Driving on after finishing the NC500 may seem to be an anti climax, but in this road trip there is no such thing. A planned meeting with Scottish Lotus owners is something to look forward to, and when the route leads you through the Cairngorms area using B-roads then driving fun is guaranteed.
Fortrose was left behind early in the morning since we had to cover over 300 km’s. While Loch Ness was almost on our route, we couldn’t let this chance to spot Nessie go by.
From there on a long drive on wet roads and some light rain to and through the Cairngorms was a truely great journey. This National Park is not very well known by tourists but deserves more attention. It’s twice the size of the Lake District and it has more mountains, forest paths, rivers, lochs, wildlife hotspots, friendly villages and distilleries than you can possibly imagine.
The lunch location at Dalmunzie Castle Hotel fitted the scenery perfectly, although to road that leads to the castle house had seen better days. It understandably kept some Scottish Lotus owners from joining us for lunch, which had more to do with the condition of the road than with the driving skills of them.
The last part of todays route lead us from Dalmunzie to Kilmany; Jim Love of the Scottish chapter of Lotus Drivers Club took us there after Andrew Laing had pointed out that the statue that was erected for the commemoration of Jim Clark was quite close to our route.

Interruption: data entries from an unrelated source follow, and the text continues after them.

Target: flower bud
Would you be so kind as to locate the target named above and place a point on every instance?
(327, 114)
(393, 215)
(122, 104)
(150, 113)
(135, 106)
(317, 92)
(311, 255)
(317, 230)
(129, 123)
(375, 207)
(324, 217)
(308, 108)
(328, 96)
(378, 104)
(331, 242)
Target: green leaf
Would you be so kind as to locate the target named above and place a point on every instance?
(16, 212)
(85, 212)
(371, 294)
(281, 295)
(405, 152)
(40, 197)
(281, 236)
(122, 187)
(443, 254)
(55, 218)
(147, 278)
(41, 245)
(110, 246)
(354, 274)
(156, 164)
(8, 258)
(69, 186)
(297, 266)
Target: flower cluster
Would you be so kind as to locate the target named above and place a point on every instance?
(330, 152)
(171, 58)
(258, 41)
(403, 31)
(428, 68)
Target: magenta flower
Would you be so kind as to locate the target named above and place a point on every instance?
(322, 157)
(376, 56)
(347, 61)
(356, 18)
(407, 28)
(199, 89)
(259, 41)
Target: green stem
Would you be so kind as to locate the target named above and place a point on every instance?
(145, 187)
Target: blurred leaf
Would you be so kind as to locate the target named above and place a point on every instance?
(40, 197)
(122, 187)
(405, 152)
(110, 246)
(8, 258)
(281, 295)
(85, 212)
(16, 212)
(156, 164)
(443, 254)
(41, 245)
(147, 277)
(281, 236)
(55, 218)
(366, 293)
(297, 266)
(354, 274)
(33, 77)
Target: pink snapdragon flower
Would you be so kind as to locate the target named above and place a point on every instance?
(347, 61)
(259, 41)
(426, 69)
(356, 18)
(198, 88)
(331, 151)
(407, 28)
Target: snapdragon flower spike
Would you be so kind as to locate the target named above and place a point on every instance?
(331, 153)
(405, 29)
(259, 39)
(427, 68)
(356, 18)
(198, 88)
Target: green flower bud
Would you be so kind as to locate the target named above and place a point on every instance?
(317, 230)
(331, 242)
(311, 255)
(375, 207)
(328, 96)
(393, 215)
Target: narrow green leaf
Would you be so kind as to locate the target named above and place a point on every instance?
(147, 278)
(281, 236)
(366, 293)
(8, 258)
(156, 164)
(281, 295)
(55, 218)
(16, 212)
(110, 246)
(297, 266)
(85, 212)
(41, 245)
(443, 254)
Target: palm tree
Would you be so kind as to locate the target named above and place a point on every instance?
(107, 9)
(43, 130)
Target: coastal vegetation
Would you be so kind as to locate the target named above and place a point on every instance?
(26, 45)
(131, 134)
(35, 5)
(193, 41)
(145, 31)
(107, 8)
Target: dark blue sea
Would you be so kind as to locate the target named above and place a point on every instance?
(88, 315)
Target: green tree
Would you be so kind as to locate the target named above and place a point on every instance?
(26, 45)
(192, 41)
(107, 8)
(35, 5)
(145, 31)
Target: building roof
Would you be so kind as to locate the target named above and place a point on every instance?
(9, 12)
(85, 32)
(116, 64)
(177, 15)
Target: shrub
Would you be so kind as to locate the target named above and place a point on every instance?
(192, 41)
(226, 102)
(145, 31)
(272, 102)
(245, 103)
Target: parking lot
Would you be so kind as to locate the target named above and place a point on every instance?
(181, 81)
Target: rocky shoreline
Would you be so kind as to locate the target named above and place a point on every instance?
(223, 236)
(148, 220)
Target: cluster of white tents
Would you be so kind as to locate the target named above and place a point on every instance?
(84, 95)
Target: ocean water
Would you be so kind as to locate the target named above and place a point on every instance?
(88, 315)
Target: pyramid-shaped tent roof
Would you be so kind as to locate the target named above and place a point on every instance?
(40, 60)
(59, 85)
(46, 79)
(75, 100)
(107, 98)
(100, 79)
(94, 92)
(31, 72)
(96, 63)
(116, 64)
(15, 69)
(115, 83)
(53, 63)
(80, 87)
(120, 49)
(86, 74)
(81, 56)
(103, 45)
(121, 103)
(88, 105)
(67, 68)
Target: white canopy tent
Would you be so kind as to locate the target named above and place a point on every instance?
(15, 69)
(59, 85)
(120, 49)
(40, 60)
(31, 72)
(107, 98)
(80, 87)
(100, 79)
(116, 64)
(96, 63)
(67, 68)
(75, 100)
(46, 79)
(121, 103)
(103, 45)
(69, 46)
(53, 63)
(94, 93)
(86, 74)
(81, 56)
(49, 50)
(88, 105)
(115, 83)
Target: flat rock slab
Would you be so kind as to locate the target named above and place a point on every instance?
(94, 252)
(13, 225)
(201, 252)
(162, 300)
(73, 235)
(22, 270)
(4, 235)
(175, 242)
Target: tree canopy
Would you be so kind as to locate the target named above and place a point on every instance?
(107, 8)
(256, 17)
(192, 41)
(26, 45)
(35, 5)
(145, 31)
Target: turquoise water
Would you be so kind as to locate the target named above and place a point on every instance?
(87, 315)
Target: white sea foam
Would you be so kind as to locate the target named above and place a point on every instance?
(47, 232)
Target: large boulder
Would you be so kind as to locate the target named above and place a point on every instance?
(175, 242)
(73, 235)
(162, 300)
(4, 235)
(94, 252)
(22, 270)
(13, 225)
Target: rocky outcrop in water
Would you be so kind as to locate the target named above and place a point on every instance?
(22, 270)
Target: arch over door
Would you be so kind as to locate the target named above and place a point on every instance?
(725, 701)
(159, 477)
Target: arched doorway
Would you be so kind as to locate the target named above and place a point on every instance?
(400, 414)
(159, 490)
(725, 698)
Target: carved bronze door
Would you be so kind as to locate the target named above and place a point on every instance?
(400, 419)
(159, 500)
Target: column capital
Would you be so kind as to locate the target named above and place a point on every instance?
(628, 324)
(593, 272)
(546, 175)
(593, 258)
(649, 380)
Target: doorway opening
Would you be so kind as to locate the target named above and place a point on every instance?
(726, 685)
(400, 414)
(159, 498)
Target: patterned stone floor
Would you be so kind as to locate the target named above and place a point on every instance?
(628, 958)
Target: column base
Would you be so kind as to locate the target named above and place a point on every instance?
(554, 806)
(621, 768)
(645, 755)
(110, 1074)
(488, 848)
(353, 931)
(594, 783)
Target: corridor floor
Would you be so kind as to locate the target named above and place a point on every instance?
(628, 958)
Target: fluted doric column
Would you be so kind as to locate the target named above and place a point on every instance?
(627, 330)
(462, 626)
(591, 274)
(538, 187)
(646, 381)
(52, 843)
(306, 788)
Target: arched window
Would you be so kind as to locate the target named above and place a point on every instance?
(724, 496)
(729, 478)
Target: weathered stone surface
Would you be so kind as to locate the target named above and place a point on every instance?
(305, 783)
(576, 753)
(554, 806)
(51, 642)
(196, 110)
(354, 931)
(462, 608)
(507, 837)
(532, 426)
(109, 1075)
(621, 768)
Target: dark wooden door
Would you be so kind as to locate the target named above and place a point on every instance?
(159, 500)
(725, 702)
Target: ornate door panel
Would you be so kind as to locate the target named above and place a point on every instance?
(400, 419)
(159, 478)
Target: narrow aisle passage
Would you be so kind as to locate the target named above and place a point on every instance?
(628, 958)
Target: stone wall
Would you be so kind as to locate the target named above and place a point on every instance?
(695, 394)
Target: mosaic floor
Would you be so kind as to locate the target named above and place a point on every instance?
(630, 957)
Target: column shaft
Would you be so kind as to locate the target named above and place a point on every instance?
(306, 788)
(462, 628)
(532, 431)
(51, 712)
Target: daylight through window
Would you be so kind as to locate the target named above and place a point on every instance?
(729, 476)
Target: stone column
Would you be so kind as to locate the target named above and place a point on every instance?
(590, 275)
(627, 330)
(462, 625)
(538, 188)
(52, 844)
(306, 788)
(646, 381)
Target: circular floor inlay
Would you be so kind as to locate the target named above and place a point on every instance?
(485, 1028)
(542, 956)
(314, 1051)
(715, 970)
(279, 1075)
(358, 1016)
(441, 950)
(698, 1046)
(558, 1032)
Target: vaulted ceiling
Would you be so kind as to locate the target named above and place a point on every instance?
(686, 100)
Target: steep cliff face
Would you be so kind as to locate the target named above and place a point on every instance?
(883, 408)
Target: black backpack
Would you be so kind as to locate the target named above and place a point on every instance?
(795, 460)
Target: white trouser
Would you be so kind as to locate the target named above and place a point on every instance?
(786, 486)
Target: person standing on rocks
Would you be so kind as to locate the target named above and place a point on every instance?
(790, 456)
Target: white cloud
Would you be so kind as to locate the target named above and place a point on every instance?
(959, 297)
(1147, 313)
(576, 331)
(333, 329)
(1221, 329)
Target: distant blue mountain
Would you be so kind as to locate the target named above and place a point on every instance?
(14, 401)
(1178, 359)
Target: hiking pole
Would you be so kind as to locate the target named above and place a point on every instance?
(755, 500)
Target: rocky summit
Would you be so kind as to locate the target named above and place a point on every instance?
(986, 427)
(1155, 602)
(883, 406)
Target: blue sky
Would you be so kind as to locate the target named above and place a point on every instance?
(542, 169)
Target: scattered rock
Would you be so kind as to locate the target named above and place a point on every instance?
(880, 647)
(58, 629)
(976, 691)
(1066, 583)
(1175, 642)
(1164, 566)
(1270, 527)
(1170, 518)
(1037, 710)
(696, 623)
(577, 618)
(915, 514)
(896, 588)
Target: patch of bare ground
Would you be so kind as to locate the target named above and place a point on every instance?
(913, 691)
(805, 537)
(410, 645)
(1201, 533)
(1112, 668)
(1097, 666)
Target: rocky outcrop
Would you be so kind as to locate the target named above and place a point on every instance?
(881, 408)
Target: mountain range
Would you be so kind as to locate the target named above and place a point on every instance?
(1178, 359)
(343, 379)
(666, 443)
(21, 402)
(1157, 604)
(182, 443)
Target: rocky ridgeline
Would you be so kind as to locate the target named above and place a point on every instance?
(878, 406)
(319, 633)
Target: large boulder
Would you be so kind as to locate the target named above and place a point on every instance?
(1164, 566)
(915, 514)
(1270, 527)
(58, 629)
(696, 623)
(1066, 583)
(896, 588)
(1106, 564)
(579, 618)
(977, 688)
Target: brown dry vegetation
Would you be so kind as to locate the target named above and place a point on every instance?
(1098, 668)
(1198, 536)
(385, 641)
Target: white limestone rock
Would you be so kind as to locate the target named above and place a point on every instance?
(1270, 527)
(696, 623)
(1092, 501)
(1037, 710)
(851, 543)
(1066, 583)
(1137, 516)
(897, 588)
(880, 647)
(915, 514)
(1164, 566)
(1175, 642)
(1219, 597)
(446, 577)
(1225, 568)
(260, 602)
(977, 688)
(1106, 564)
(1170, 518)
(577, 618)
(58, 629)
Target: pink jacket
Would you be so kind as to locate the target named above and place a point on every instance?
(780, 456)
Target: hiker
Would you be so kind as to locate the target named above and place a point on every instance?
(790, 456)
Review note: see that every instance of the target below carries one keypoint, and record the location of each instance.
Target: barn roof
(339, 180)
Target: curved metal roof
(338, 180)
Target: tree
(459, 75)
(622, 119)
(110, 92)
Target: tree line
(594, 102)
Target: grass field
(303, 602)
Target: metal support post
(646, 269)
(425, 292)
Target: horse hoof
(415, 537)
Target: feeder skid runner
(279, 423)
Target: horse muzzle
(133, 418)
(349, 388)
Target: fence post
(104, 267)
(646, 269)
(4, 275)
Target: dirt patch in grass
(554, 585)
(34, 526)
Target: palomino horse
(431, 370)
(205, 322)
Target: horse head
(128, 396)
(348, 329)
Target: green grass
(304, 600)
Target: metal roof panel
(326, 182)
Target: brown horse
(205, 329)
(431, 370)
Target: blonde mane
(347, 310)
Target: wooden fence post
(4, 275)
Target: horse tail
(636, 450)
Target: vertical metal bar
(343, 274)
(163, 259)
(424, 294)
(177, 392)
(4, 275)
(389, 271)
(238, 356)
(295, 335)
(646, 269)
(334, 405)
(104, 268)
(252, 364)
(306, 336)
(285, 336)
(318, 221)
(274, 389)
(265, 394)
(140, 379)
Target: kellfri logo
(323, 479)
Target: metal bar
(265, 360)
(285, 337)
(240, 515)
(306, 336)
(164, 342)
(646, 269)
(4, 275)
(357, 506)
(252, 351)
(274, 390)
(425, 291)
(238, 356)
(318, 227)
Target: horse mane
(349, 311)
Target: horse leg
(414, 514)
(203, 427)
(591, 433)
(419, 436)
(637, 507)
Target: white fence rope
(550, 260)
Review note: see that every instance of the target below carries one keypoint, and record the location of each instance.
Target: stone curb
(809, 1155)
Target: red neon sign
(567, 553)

It was a quite, peaceful and beautiful moment to be able to stand next to this beautiful sculpted Scottish hero.
Evenings we were guests at the monthly meeting of Scottish Lotus drivers in Bo’ness Motor museum. Although we arrived after opening hours the privately owned museum stayed open so we were able to enjoy all memorabilia and cars. It holds a fantastic collection of over 25 classic cars including world famous tv and movie cars and props from James Bond, Harry Potter, the Saint and much more.
A must see when in the neighbourhood of Edinburgh.
This long day ended wonderful. Jim Love and Jim Grant – who owns two Elan’s, one of which he brought to the meeting – took us to Kinneil Estate to see the hill climb track of the famous Bo’ness hillclimb, still kept alive by Jim Grant who organises the annual Bo’ness Revival Hill Climb. Jim’s a great narrator and it was a real pleasure to hear first hand history and stories.
As a goodbye Jim Love took us to The Kelpies in Grangemouth near Bo’ness. Most impressive!
The Kelpies are 30-metre-high horse-head sculptures depicting kelpies. Kelpies name reflected the mythological transforming beasts possessing the strength and endurance of 10 horses; a quality that is analogous with the transformational change and endurance of Scotland’s inland waterways. The Kelpies represent the lineage of the heavy horse of Scottish industry and economy, pulling the wagons, ploughs, barges and coalships that shaped the geographical layout of the Falkirk area.
So, there is life after the NC500. This day was as grand as the others. A big thank you to Jim Love, Andrew Laing, Jim Grant and the Bo’ness Motor Museum.